Hirohito memilih damai.
“Untuk berjuang demi kemakmuran dan kebahagiaan bersama semua bangsa, serta keamanan dan kesejahteraan rakyat kita, adalah kewajiban serius yang telah diwariskan oleh nenek moyang kekaisaran dan yang dekat dengan hati kita.”
Hirohito menambahkan bahwa Sekutu telah menggunakan bom baru sekaligus yang paling kejam, sampai-sampai mampu menyeret korban jiwa dalam jumlah yang tak terhitung banyaknya.
“Jika kita terus berjuang, yang terjadi bukan hanya keruntuhan bangsa Jepang, tetapi juga kepunahan total peradaban manusia.”
Max Fisher menggarisbawahi deklarasi tersebut sebagai faktor utama yang membentuk Jepang hingga hari ini: cinta damai, anti-perang, menjunjung tinggi kemanusiaan. Kondisi yang ideal—meski harganya adalah harga diri Hirohito yang mewakili harga diri seluruh warga Jepang.
Beberapa sejarawan percaya Hirohito bertanggung jawab langsung atas kekejaman tentara Jepang, baik di Perang Cina-Jepang Kedua maupun di Perang Dunia II.
Argumen mereka didasarkan pada konstitusi era Kaisar Meiji yang menyebut bahwa kaisar juga berstatus sebagai kepala angkatan bersenjata Jepang. Oleh sebab itu Hirohito dan beberapa anggora keluarga kekaisaran semestinya diseret ke pengadilan internasional atas dasar kejahatan perang.
Kenyataannya tidak demikian. Satu teori menyebutkan bahwa penyebabnya adalah keputusan Jenderal AS Douglas MacArthur yang memandang Hirohito diperlukan Jepang sebagai simbol kebangkitan pasca-perang. Hirohito pun meneruskan kepemimpinannya, dan anggota keluarganya aman dari persekusi.

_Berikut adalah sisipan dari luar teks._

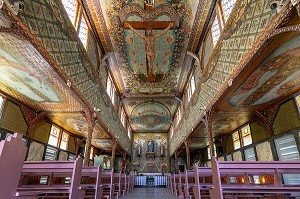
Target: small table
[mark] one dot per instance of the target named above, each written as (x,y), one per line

Meski demikian, ada perubahan status dari kaisar yang berdaulat sepenuhnya atas Jepang menjadi pemimpin monarki konstitusional. Perubahan ini tercantum dalam Konstitusi 1947 yang mengamandemen Konstitusi Meiji. Sebagian besar isinya didikte oleh AS selaku pemenang perang.
Tujuh tahun setelahnya adalah periode AS mengokupasi AS Jepang. Kembali mengutip laporan Max Fisher, Hirohito menggambarkannya seperti “menanggung yang tak tertahankan dan menderita apa yang tak bisa diderita”.
Standar kehidupan di perkotaan menurun amat drastis. Pangan langka. Penyakit menjangkiti orang-orang. Kelaparan massal mewabah di mana-mana. Tentara yang berada di bekas koloni tak punya modal pulang kampung. Ada yang jadi pekerja murah di Uni Soviet hingga meninggal. Lainnya bernasib tak jelas.
Jepang boleh bangkrut. Tapi semangat hidup warganya tak pernah surut. Di tengah usianya yang kian menua, Hirohito juga tetap menjalankan tugasnya selaku pemersatu dan penguat moral bangsa.
Ideologi ultra-nasionalisme dibuang. Demokrasi disambut. Etos kerja dan kedisiplinan yang menakjubkan membuat Jepang mudah bangkit. Para ahli menyebutnya sebagai keajaiban karena pertumbuhan ekonomi Jepang melesat dalam durasi dan skala yang melampaui ekspektasi orang-orang.
Robert J. Crawford menganalisisnya di kanal Harvard Bussines Review dengan judul Reinterpreting the Japanese Economic Miracle (edisi Januari-Februari 1998). Ia menulis hingga pertengahan 1950-an ekonomi Jepang mengalami penyembuhan berkat reformasi ekonomi dari pemerintah.
Investasi AS juga datang, baik yang terprogram maupun karena disetir Perang Korea yang memaksa AS memusatkan logistik dan produksi senjatanya di Jepang.
Industrialisasi jalan lagi. Hingga awal 1970-an Jepang mengalami pertumbuhan PDB yang menjanjikan. Konsumsi meningkat, baik yang pokok hingga yang rekreasional. Atmosfer ini menggerakkan berbagai sektor industri pemenuh kebutuhan primer, sekunder, dan tersier.
Di saat yang bersamaan proyek infrastruktur terus digenjot hingga ke pelosok. Memasuki 1980-an Jepang menjadi telah memantapkan diri sebagai salah satu eksportir tersukses. Produk kebudayaan modern mereka laris manis di pasar dunia. Pasar saham Jepang berkali-kali meraih rekor tertinggi.
Hirohito hidup untuk membersamai Jepang melalui periode yang amat dinamis. Mulai saat mereka memetik keberhasilan restorasi Meiji, lalu hancur digempur Sekutu, hingga akhirnya bangkit menjadi kekuatan ekonomi terbesar kedua di dunia, di tahun kematiannya, pada awal Januari 1989.